The biggest problem with shared parenting is that it is routinely used in inappropriate cases. Saunders found it should never be used in domestic violence cases. Even in the rare instances that a mother makes a false report, this is not the kind of case where parties are able to communicate effectively. Shared parenting was never meant for abuse cases, but with present outdated practices, courts are destroying children’s lives to promote an ideology and sense of entitlement.
Courts and legislatures need to address the failure of custody courts to integrate evidence-based research and consider the specialized expertise about domestic violence and child abuse that would help courts avoid dangerous mistakes. Until the present problems with the courts’ approach to the most consequential cases can be fixed, the last thing legislatures should focus on is expanding co-parenting arrangements that are already dangerously overused.

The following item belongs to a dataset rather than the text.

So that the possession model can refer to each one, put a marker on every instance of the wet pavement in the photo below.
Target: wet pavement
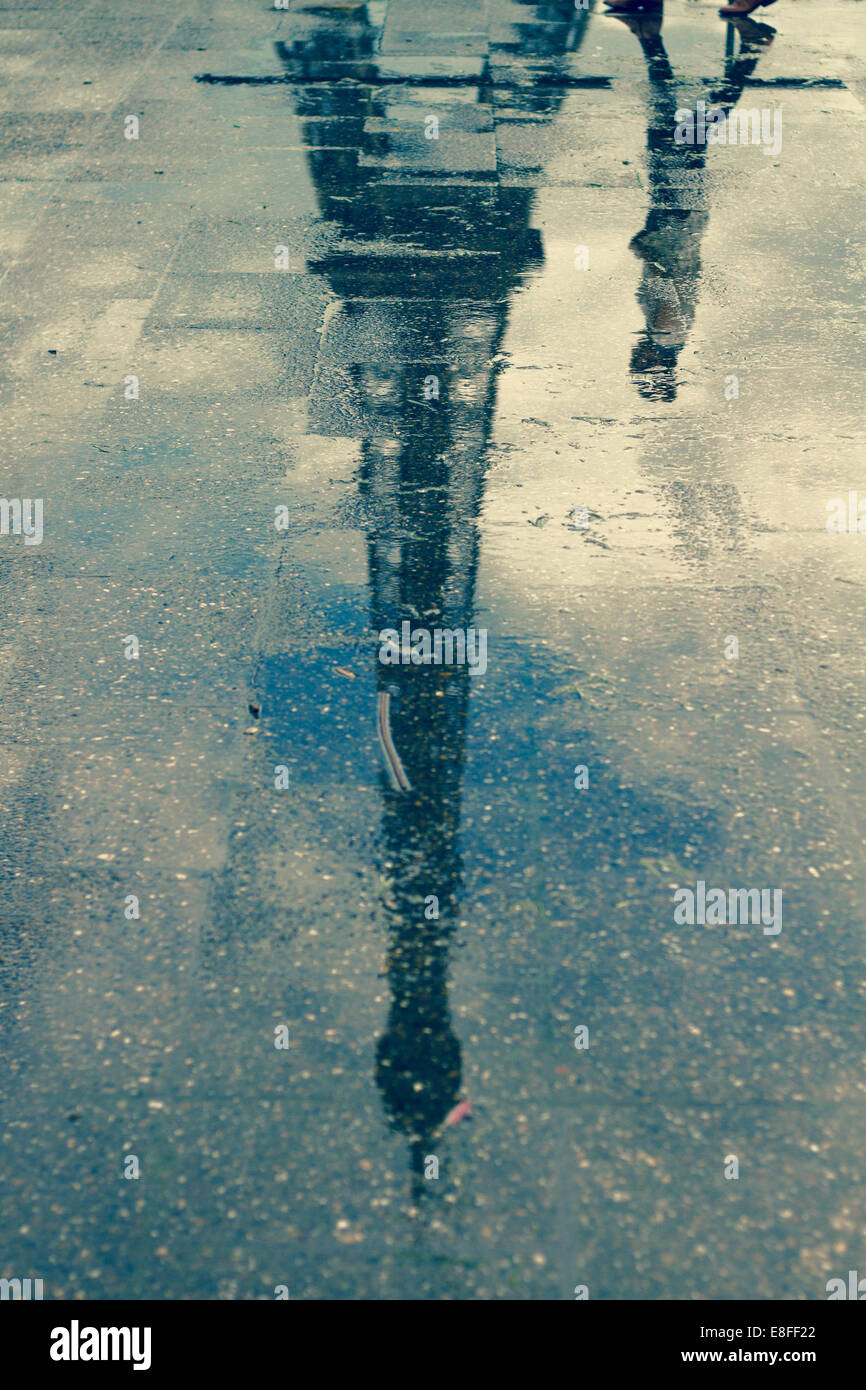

Some legislatures have recognized the serious problems discussed in this article. They have passed piecemeal solutions that would help children if they were properly implemented. The problem is that judges are often comfortable with familiar outdated practices and defensive about their mistakes. Repeatedly, we have seen courts work around instead of with the piecemeal reforms. Legislatures that want to protect the children in their states must support comprehensive legislation to create needed reforms. The legislation should specifically tell courts to stop using the outdated practices that harm children. The legislation must make the health and safety of children the first priority. The use of the word health requires courts to use the ACE Research because otherwise judges cannot recognize the full range of health risks. The legislation must promote the integration of important research like ACE and Saunders. The legislation must promote a multi-disciplinary approach that Saunders recommends. The legislation should provide for an early hearing limited to abuse issues to avoid distraction with less important issues and tactics. The legislation must also provide training in domestic violence as recommended in Saunders for judges and preferably other court professionals. The legislative solution is called the Safe Child Act. It is the comprehensive solution to court decisions that too often take away our children’s last chance for a full and healthy life. When legislators are ready to respond to the custody court crisis, it is much better for them to finally solve the problem rather than make it worse by further expanding shared parenting that is already overused.
Barry Goldstein is a domestic violence author, speaker, advocate and expert witness. He is the author of six books concerning domestic violence and child custody. Barry is the author of the Safe Child Act which is a comprehensive plan based on current scientific research that can fix the broken court system and make family courts safe for children.